Time has flown by, just flown. I feel like I've been pregnant for about 20 minutes. Well, when I'm not thinking about all the lack of sleep and discomfort, you know. I'm so excited. My husband is so excited. We sit together and talk about what he'll look like, how we think he'll do through surgery, our worries, and how we can't wait to hold him. We're packing and tying up last minute details. We're trying to get everything straight with our families and friends that want to be there for us.
I can't believe I have to say goodbye to my belly already. He's safe and well cared for in there, except for the occasional fast food meal, and we're both pretty cool with him hanging out where he is. I wonder if I'll miss the random pokes to the ribs or those jabs to the bladder. Right now I know he's not too hot or too cold, he's not hungry, I'm sure of that one. But all the guessing and trial and error starts soon, and while I can't wait to hear his voice, I know I'll want to fix whatever is making him cry, and I'll have a list of things to tick off trying to figure it out. I am a novice, it will be confusing, but we'll figure it out.

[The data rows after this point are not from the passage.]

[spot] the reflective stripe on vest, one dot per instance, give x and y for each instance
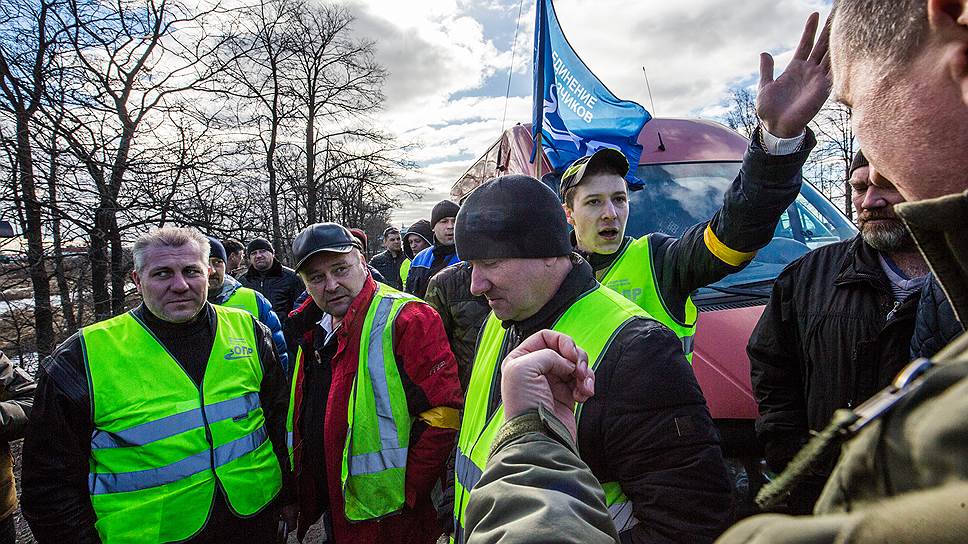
(632, 275)
(592, 321)
(244, 298)
(404, 271)
(161, 444)
(374, 461)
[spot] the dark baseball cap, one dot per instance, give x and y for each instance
(576, 171)
(320, 237)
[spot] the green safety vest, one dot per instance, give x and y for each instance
(592, 321)
(244, 298)
(374, 463)
(632, 274)
(161, 444)
(405, 271)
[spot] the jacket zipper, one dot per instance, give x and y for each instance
(208, 430)
(893, 310)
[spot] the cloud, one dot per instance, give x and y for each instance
(448, 62)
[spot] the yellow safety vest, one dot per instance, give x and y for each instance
(632, 275)
(161, 444)
(374, 462)
(592, 321)
(243, 298)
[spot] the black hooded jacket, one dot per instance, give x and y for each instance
(831, 336)
(280, 284)
(419, 278)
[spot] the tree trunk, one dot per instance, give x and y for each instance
(310, 167)
(67, 307)
(100, 264)
(43, 314)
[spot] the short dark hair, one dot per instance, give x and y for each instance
(592, 169)
(884, 30)
(232, 245)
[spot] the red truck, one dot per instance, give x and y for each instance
(686, 166)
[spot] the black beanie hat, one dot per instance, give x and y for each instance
(420, 228)
(259, 243)
(444, 208)
(859, 161)
(512, 217)
(217, 249)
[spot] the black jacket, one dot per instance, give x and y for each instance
(56, 451)
(830, 337)
(280, 284)
(463, 314)
(647, 426)
(936, 325)
(765, 186)
(389, 267)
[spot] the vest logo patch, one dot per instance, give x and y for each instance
(239, 350)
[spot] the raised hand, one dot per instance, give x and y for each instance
(548, 370)
(785, 105)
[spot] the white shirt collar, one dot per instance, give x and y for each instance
(327, 325)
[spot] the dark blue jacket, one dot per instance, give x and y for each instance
(266, 316)
(427, 263)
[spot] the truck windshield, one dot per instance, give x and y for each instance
(674, 197)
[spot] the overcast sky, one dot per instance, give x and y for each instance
(449, 60)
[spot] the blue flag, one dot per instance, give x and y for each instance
(573, 111)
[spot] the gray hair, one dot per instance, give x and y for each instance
(168, 237)
(887, 30)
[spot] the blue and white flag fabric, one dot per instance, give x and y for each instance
(574, 112)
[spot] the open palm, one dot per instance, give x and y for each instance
(785, 105)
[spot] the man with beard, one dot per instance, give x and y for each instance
(836, 330)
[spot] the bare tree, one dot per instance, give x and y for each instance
(134, 59)
(26, 49)
(829, 162)
(335, 78)
(741, 116)
(835, 151)
(257, 75)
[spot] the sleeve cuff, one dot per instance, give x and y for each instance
(774, 145)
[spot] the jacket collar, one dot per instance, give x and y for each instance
(229, 286)
(440, 250)
(275, 269)
(580, 280)
(358, 308)
(861, 265)
(599, 261)
(938, 225)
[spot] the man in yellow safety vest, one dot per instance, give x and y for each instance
(375, 398)
(165, 423)
(646, 434)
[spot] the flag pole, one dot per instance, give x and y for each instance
(538, 153)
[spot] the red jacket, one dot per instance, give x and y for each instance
(429, 373)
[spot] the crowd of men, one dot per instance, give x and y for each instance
(517, 369)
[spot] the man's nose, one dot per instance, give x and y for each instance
(609, 212)
(479, 284)
(178, 283)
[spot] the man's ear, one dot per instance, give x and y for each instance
(136, 280)
(568, 214)
(949, 19)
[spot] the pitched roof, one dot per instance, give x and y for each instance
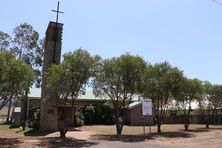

We could not have been more blessed with support for this birth, my husband's parents, his brother, and my father will all be there for us. If any of them are fearful or discouraged by Kemper's Spina Bifida, you would never know it. That's what we need right now. People that can support us through this, then ask questions and share concerns. I have some really wonderful friends that will be there too, bringing food, running errands, and just being there for us. I feel so lucky to have so much love and support.
I wish though, that my Mom were alive to share this with, that she'd been able to be at mine and my sister's weddings, the births of my sister's children, to meet my wonderful husband whom she would just adore. For my family to have known her gentleness, to hear her colorful stories about growing up on a farm, to hear her laugh... would have been wonderful. I know she is watching over me and my husband, I know she won't miss a thing the day Kemper is born. When Brett proposed to me so long ago, he took me to the beach where my Mom's ashes are scattered. It was overcast and drizzling and I remember sitting in the sand just kind of talking to her. A few minutes later the clouds opened up right above us and the sun came shining down just around us. I felt like she was saying "Hi! I am so happy you're about to marry this boy and I love you!" It was a powerful moment for both me and my husband. We'll be taking Kemper to that beach as soon as we can.
My next blog will of course, be all about the new baby. Pictures included!! So thank you all for keeping up with me, for your positivity, and well wishes. I look forward to showing off my baby boy.